Venkatasubramanian is a computer science professor at the University of Utah. He’s someone who thinks about algorithmic fairness, ever since he read a short story by Cory Doctorow published in 2006, called “Human Readable.” The story takes place in a future world, similar to ours, but in which all national infrastructure (traffic, email, the media, etc.) is run by “centralized emergent networks,” modeled after ant colonies. Or in other words: a network of algorithms. The plot revolves around two lovers: a network engineer who is certain the system is incorruptible, and a lawyer who knows it’s already been corrupted.

“It got me thinking,” says Venkatasubramanian. “What happens if we live in a world that is totally driven by algorithms?”

He’s not the only one asking that question. Algorithmic accountability is a growing discipline across a number of fields. Computer scientists, legal scholars, and policy wonks are all grappling with ways to identify or prevent bias in algorithms, along with the best ways to establish standards for accountability in business and government. A big part of the concern is whether (and how) algorithms reinforce or amplify bias against minority groups.

Algorithmic accountability builds on the existing body of law and policy aimed at combatting discrimination in housing, employment, admissions, and the like, and applies the notion of disparate impact, which looks at the impact of a policy on protected classes rather than itsintention. What that means for algorithms is that it doesn’t have to be intentionally racist to have racist consequences.

Algorithms can be especially susceptible to perpetuating bias for two reasons. First, algorithms can encode human bias, whether intentionally or otherwise. This happens by using historical data or classifiers that reflect bias (such as labeling gay households separately, etc.). This is especially true for machine-learning algorithms that learn from users’ input. For example, researchers at Carnegie Mellon University found that women were receiving ads for lower-paying jobson Google’s ad network but weren’t sure why. It was possible, they wrote, that if more women tended to click on lower-paying ads, the algorithm would learn from that behavior, continuing the pattern.

Second, algorithms have some inherently unfair design tics—many of which are laid out in a Medium post, “How big data is unfair.” The author points out that since algorithms look for patterns, and minorities by definition don’t fit the same patterns as the majority, the results will be different for members of the minority group. And if the overall success rate of the algorithm is pretty high, it might not be noticeable that the people it isn’t working for all belong to a similar group.

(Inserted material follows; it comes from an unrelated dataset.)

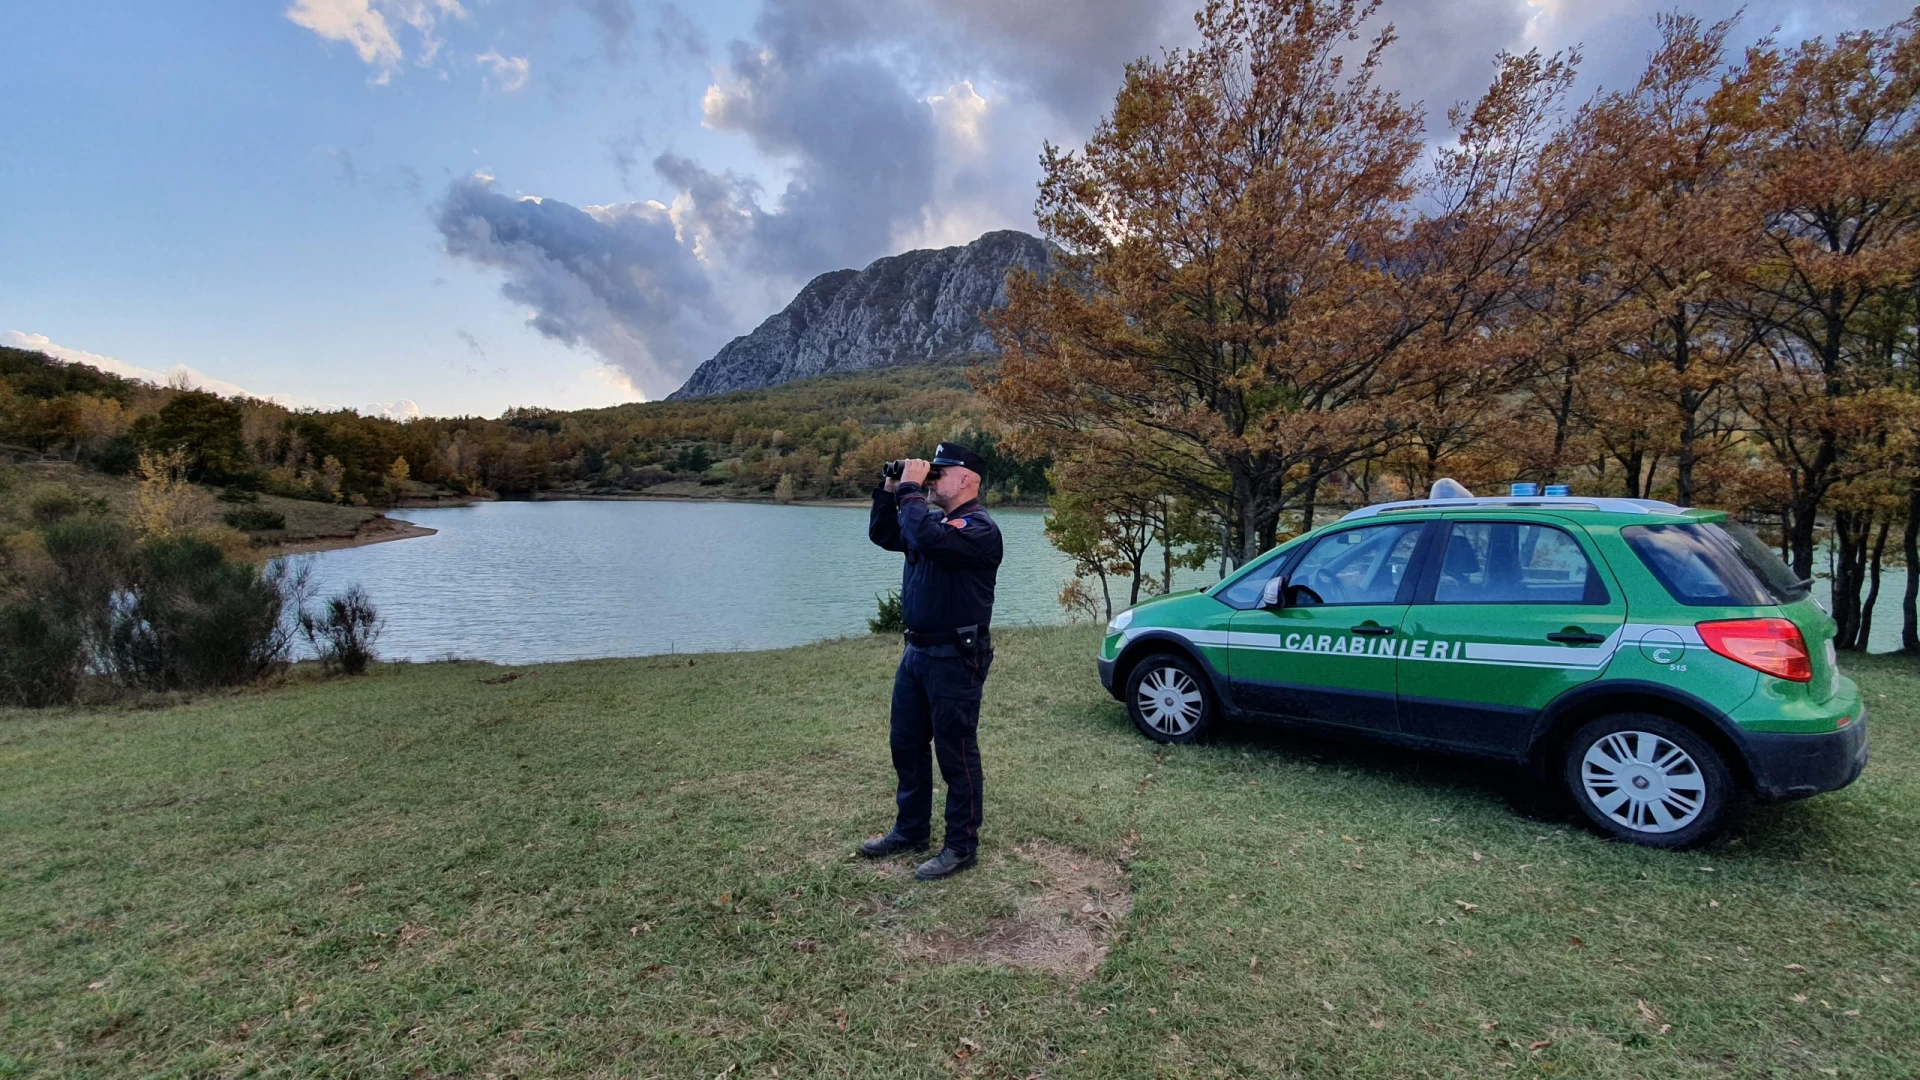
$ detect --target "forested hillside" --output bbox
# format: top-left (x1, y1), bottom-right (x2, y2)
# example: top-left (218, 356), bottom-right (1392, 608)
top-left (0, 348), bottom-right (1048, 506)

To rectify this, Venkatasubramanian, along with several colleagues, wrote a paper on how computer scientists can test for bias mathematically while designing algorithms, the same way they’d check for accuracy or error rates in other data projects. He’s also building a tool for non-computer scientists, based on the same statistical principles, which scores uploaded data with a “fairness measure.” Although the tool can’t check if an algorithm itself is fair, it can at least make sure the data you’re feeding it is. Most algorithms learn from input data, Venkatasubramanian explains, so that’s the first place to check for bias.

Much of the reporting on algorithms thus far has focused on their impact on marginalized groups. ProPublica’s story on The Princeton Review, called “The Tiger-Mom Tax,” found that Asian families were almost twice as likely to be quoted the highest of three possible prices for an SAT tutoring course, and that income alone didn’t account for the pricing scheme. A team of journalism students at the University of Maryland, meanwhile, found that Uber wait times were longer in non-white areas in DC.

Bias is also the one of the biggest concerns with predictive policing software like PredPol, which helps police allocate resources by identifying patterns in past crime data and predicting where a crime is likely to happen. The major question, says Maurice Chammah, a journalist at The Marshall Project who reported on predictive policing, is whether it will just lead to more policing for minorities. “There was a worry that if you just took the data on arrests and put it into an algorithm,” he says, “the algorithm would keep sending you back to minority communities.”